When I was young, it seemed as if I could eat absolutely anything and I would never put on any weight at all. When I started in my first job, there were a pair of metric scales in the workshop and I would weight myself quite regularly. I was always 60 Kgs or, in old money, 9 stone and 7 pounds (132 pounds). That was a bit skinny for my height of 5 feet 9 inches.
As I got into my twenties, I managed to gain weight. It was when I started to eat fish and chips for my lunch and then also eat a full dinner in the evenings. In addition, I would snack on sweet things like biscuits and cakes and chocolate whenever I felt like it. In my thirties, I was beginning to become a little overweight but my active life, that involved running seven miles most days, managed to help me balance things reasonably well.

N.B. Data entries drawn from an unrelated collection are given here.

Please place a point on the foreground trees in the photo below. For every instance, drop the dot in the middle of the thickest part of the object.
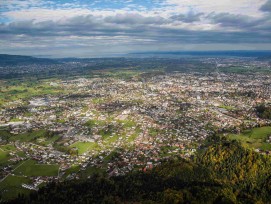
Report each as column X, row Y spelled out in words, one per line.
column 224, row 172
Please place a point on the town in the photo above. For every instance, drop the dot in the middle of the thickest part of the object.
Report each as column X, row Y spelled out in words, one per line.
column 115, row 125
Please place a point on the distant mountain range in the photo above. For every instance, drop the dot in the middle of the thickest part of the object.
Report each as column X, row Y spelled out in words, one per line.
column 230, row 53
column 11, row 60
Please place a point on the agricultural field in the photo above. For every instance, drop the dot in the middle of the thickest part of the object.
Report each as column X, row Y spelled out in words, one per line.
column 255, row 138
column 11, row 186
column 84, row 147
column 31, row 168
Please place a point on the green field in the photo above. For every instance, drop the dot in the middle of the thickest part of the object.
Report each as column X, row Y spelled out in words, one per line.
column 84, row 146
column 11, row 186
column 3, row 156
column 8, row 147
column 255, row 138
column 29, row 136
column 31, row 168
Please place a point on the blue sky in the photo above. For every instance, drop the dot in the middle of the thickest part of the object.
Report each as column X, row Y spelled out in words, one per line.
column 84, row 28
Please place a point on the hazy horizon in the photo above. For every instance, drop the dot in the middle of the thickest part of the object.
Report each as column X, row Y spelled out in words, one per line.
column 80, row 28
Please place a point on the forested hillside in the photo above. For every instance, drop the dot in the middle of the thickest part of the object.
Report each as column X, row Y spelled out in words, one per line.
column 224, row 172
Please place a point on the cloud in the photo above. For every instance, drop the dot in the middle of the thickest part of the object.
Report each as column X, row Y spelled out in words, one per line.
column 266, row 7
column 187, row 18
column 128, row 26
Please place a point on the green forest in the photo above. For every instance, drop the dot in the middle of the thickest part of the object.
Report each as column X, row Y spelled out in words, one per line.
column 221, row 172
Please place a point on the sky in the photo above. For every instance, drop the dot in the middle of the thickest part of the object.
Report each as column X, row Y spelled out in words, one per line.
column 103, row 28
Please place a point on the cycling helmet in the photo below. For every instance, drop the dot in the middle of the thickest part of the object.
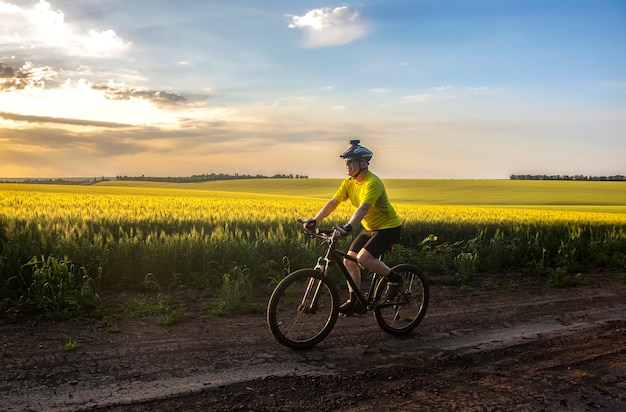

By the time I reached forty, I was overweight. Not a lot, but definitely carrying a stone or two too much and since then – for the past twenty years – I seem to have been struggling to get that couple of stone off, permanently. Today, I am embarking on another campaign to shed that excess weight – and keep it off.
From past attempts at both putting weight on and keeping it off, I realise that any kind of short term effort is flawed and that’s why diets fail. I tried the Slimming World diet – the one with red and green days – with great success in terms of shedding the weight. I actually lost the excess two stones in about six months.
The problem occurred when I came off the diet and tried to resume a ‘normal’ lifestyle. All the weight I had lost went straight back on. Thing is, after eating jacket potatoes (with baked beans but without butter) every day for six months, I really couldn’t look another jacket potato in the eye. Even today, many years later, I will rarely choose jacket spuds when out for lunch although I have recently rediscovered that I do actually enjoy them.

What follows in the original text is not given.